The weight of old Sabor was immense, and when she braced
her huge paws nothing less than Tantor, the elephant,
himself, could have budged her.
The lioness was now back in the path where she could see
the author of the indignity which had been placed upon her.
Screaming with rage she suddenly charged, leaping high into
the air toward Tarzan, but when her huge body struck the
limb on which Tarzan had been, Tarzan was no longer there.

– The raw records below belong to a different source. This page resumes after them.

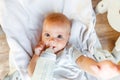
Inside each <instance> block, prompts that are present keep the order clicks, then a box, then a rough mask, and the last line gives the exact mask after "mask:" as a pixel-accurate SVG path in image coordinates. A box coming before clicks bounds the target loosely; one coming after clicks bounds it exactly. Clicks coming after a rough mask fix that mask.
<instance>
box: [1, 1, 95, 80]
mask: <svg viewBox="0 0 120 80" xmlns="http://www.w3.org/2000/svg"><path fill="white" fill-rule="evenodd" d="M4 5H5V6H4V15H3V16H2V22H1V25H2V28H3V30H4V32H5V33H6V36H7V41H8V44H9V47H10V52H9V54H10V58H9V59H10V61H9V62H10V71H11V72H13V71H14V69H17V70H19V71H20V73H21V74H22V75H24V76H22V77H23V80H28V75H27V66H28V64H29V61H30V59H31V57H32V55H33V50H34V47H35V45H36V44H37V43H38V41H39V37H40V33H41V29H42V22H43V19H44V17H45V16H46V15H47V14H48V13H50V12H61V13H64V14H65V15H66V16H68V18H70V19H73V20H74V21H73V27H72V32H71V33H72V36H73V37H71V38H70V43H75V44H76V42H75V41H76V40H75V39H76V38H74V37H75V36H74V34H76V33H75V32H77V31H74V30H75V29H76V28H75V29H73V28H74V22H75V24H77V27H81V25H79V23H81V22H82V23H83V25H84V26H85V28H84V29H83V30H81V29H82V28H79V29H78V32H77V33H78V35H76V37H78V38H77V40H78V41H77V42H81V44H82V46H83V45H85V47H84V49H81V47H79V46H81V44H79V45H78V44H77V45H75V46H77V47H78V48H79V49H80V50H83V52H84V50H85V51H88V52H90V51H91V50H92V48H93V46H94V42H95V41H92V40H93V39H92V38H93V37H94V36H96V35H95V34H96V33H95V32H94V24H95V16H94V13H93V9H92V5H91V0H84V1H83V0H4ZM82 23H81V24H82ZM75 26H76V25H75ZM81 31H82V33H81ZM83 35H84V37H83ZM80 36H82V37H80ZM95 38H96V37H95ZM74 40H75V41H74ZM91 53H92V51H91Z"/></svg>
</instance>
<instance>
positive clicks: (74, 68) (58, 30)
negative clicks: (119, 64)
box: [28, 13, 120, 80]
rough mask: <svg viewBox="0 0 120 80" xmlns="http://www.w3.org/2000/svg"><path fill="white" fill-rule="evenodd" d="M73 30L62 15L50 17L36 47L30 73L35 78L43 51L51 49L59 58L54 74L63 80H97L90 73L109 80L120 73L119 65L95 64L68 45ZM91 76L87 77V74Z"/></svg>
mask: <svg viewBox="0 0 120 80" xmlns="http://www.w3.org/2000/svg"><path fill="white" fill-rule="evenodd" d="M70 31H71V22H70V20H69V19H68V18H67V17H66V16H65V15H63V14H61V13H52V14H49V15H48V16H47V17H46V18H45V20H44V23H43V30H42V38H41V41H40V42H39V44H38V45H37V46H36V48H35V54H34V55H33V57H32V59H31V62H30V64H29V66H28V73H29V75H30V76H32V75H33V72H34V69H35V66H36V63H37V60H38V59H39V58H40V56H41V54H42V52H43V51H45V50H46V49H48V48H50V49H52V50H53V54H54V55H56V58H55V59H56V61H55V64H56V67H55V69H54V74H55V76H54V77H55V78H56V79H60V80H65V79H68V80H94V79H93V78H91V79H88V78H87V77H88V76H89V75H88V74H90V75H92V76H94V77H97V78H103V79H110V78H112V77H114V76H117V75H118V74H119V73H120V66H119V65H116V64H114V63H112V62H111V61H108V60H105V61H102V62H96V61H95V60H93V59H91V58H89V57H87V56H84V54H83V53H81V52H80V51H79V50H77V49H76V48H75V47H74V46H72V45H71V44H68V41H69V37H70ZM85 72H86V73H88V74H87V75H88V76H87V75H86V73H85ZM95 80H96V78H95Z"/></svg>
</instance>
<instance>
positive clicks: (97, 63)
mask: <svg viewBox="0 0 120 80" xmlns="http://www.w3.org/2000/svg"><path fill="white" fill-rule="evenodd" d="M76 63H77V64H78V66H79V67H80V68H81V69H83V70H84V71H86V72H87V73H89V74H91V75H93V76H95V77H97V78H103V79H110V78H112V77H114V76H117V75H118V74H120V66H119V65H116V64H114V63H112V62H111V61H108V60H105V61H101V62H96V61H95V60H93V59H91V58H89V57H86V56H80V57H78V59H77V60H76Z"/></svg>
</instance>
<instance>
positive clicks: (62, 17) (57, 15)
mask: <svg viewBox="0 0 120 80" xmlns="http://www.w3.org/2000/svg"><path fill="white" fill-rule="evenodd" d="M46 24H52V25H60V26H66V27H69V28H70V27H71V22H70V20H69V19H68V18H67V17H66V16H65V15H64V14H62V13H51V14H49V15H48V16H46V18H45V20H44V23H43V25H44V26H45V25H46Z"/></svg>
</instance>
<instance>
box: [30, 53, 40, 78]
mask: <svg viewBox="0 0 120 80" xmlns="http://www.w3.org/2000/svg"><path fill="white" fill-rule="evenodd" d="M38 58H39V56H38V55H36V54H34V55H33V57H32V59H31V61H30V63H29V65H28V74H29V76H32V74H33V72H34V69H35V66H36V62H37V60H38Z"/></svg>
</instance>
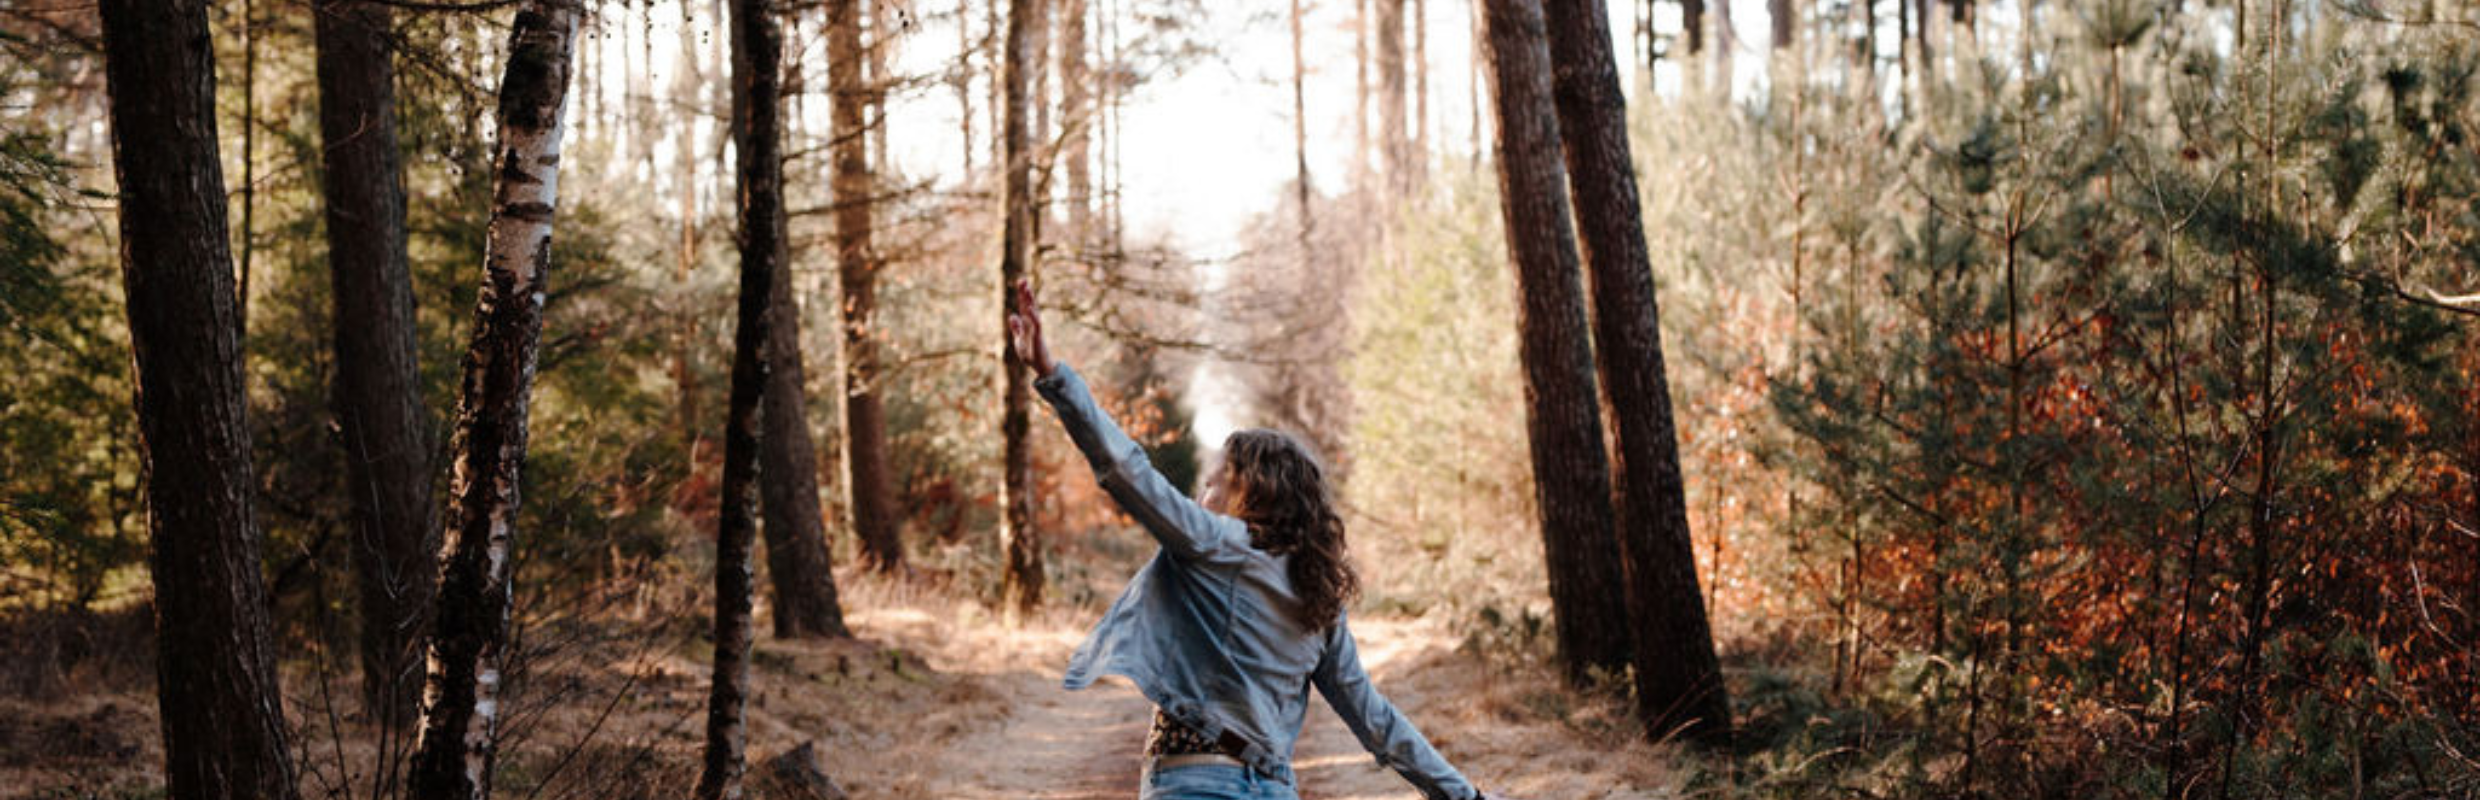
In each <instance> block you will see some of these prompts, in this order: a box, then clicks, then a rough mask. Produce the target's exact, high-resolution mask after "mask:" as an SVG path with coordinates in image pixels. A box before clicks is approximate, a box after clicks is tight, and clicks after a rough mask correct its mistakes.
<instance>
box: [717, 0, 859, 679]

Instead he perched lightly upon a smaller branch twenty
feet above the raging captive. For a moment Sabor hung half
across the branch, while Tarzan mocked, and hurled twigs
and branches at her unprotected face.
Presently the beast dropped to the earth again and Tarzan
came quickly to seize the rope, but Sabor had now found that
it was only a slender cord that held her, and grasping it in
her huge jaws severed it before Tarzan could tighten the
strangling noose a second time.
Tarzan was much hurt. His well-laid plan had come to
naught, so he sat there screaming at the roaring creature
beneath him and making mocking grimaces at it.